Membuat Hamna tersentak, menyebalkan! Di lain sisi ia seringkali membuatnya jengkel, tapi di sisi yang lain Hamna juga merasa bersyukur memiliki teman yang lugu seperti Shafiya. Eum, setidaknya itu yang dipikirkan Hamna tentang Shafiya. Gadis Lugu, Fiya.
***
DI KANTIN
Kantin kampus itu cukup luas, ada berbagai macam penjual makanan dan minuman. Bergaya modern dengan dinding putih yang dihias berbagai kaligrafi dan grafiti karya mahasiswa seni, membuatnya jadi lebih menarik dilihat.
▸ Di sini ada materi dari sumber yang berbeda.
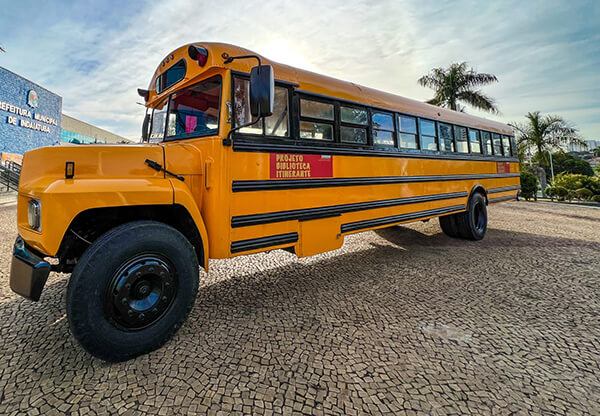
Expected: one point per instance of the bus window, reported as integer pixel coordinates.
(241, 97)
(445, 134)
(408, 132)
(460, 134)
(474, 141)
(354, 123)
(316, 120)
(194, 111)
(170, 77)
(506, 145)
(383, 128)
(486, 140)
(513, 146)
(428, 136)
(497, 144)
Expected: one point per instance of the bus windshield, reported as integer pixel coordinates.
(192, 112)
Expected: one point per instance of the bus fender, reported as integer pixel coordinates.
(182, 196)
(479, 188)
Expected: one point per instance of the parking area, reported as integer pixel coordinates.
(401, 320)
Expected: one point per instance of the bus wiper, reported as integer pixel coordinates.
(157, 166)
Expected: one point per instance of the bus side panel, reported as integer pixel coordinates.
(429, 178)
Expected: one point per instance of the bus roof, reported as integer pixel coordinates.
(316, 84)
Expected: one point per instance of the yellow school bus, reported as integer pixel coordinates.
(240, 155)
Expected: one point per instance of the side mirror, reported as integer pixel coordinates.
(262, 91)
(145, 125)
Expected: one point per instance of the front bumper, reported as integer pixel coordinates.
(28, 272)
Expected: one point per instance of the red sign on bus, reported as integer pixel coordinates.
(502, 167)
(297, 166)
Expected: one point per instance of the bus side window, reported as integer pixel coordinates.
(497, 144)
(460, 135)
(275, 125)
(486, 139)
(513, 145)
(428, 136)
(316, 120)
(474, 141)
(354, 123)
(383, 128)
(506, 145)
(445, 135)
(241, 107)
(408, 132)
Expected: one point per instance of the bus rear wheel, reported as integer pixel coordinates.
(469, 225)
(131, 290)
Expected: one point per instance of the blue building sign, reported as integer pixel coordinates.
(29, 114)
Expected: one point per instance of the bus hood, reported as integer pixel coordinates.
(45, 165)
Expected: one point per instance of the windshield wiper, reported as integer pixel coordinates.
(157, 166)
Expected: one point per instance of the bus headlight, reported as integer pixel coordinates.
(34, 214)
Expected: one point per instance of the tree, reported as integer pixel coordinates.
(528, 185)
(458, 83)
(542, 133)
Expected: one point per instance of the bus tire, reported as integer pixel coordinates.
(131, 290)
(472, 224)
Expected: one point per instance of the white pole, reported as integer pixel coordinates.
(551, 167)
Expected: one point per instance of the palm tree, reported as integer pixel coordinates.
(458, 83)
(544, 133)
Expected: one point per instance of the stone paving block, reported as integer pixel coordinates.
(402, 320)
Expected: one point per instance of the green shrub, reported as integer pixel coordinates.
(561, 192)
(574, 182)
(583, 193)
(563, 163)
(550, 191)
(529, 184)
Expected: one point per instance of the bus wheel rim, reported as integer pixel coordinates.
(140, 292)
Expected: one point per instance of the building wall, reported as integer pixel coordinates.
(27, 124)
(77, 131)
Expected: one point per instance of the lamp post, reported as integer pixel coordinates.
(551, 167)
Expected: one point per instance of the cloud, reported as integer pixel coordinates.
(546, 58)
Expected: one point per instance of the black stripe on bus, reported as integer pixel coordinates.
(360, 225)
(263, 242)
(335, 210)
(503, 189)
(278, 184)
(254, 145)
(502, 198)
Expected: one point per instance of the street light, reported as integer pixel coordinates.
(551, 167)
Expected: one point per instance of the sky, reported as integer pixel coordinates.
(95, 54)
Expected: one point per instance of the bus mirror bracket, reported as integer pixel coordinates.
(145, 127)
(262, 92)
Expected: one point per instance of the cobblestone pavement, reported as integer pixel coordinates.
(399, 321)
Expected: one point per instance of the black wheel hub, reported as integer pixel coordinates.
(140, 292)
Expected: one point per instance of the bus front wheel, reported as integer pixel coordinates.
(471, 224)
(131, 290)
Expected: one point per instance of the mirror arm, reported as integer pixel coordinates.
(229, 59)
(227, 141)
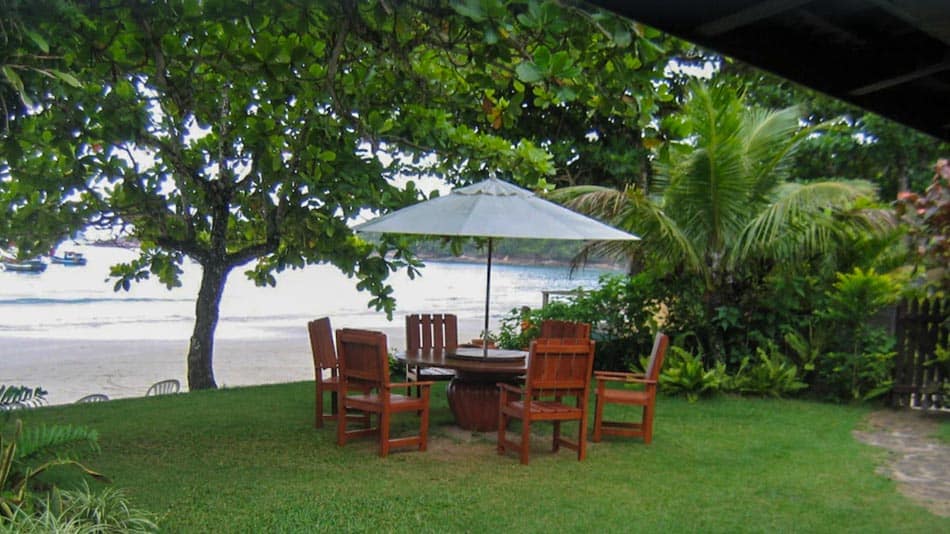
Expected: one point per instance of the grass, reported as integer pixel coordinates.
(248, 459)
(943, 431)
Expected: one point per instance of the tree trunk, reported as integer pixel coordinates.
(201, 350)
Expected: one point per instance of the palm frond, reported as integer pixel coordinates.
(12, 397)
(771, 139)
(806, 219)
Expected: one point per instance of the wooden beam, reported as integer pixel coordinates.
(903, 78)
(755, 12)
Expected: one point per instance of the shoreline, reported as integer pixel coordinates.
(72, 368)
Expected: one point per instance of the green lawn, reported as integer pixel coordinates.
(248, 459)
Di tiap pojok kantin ada pohon yang sengaja ditanam untuk menambah suasana yang sejuk. Hamna merasa dia mulai menyukai tempat ini, lain kali ia akan sering mengunjungi kantin daripada perpustakaan.
Sepagi ini, kantin masih tampak sepi, beberapa pedagang juga belum semuanya membuka gerai. Tapi Hamna perkirakan satu jam kemudian, kantin ini akan ramai diisi oleh mahasiswa dari berbagai fakultas.
"Hamna, kamu mau makan apa? aku akan pesankan untuk sahabat terbaikku ini" Fiya bertanya memecah lamunan Hamna tentang keramaian yang akan tercipta di kantin ini.
"Eh? bukannya aku sudah bilang, secangkir kopi?"
"Hanya kopi? Tidak boleh! Setidaknya kamu harus makan sesuatu agar perutmu tidak sakit nanti, pagi-pagi selalu minum kopi, itu tidak bagus kamu tahu, kan?"
"Tidak, kopi saja, secangkir. Aku tidak mau makan yang lain," tolak Hamna padanya, bukannya berniat menolak ketulusan hatinya, hanya saja Hamna tidak biasa makan makanan berat saat pagi.
Hamna telah terbiasa menyesap pahitnya kopi. Walaupun kebiasaan itu seringkali menyebabkan perih lambungnya.
"Kalau begitu, baiklah, akan aku pesankan. Ayo duduk di ujung sana, sebentar lagi mahasiswa dari fakultas lain pasti akan datang dan suasana akan jadi ramai." Hamna mengikutinya ke tempat yang Fiya pilih dan menunggu selama beberapa saat.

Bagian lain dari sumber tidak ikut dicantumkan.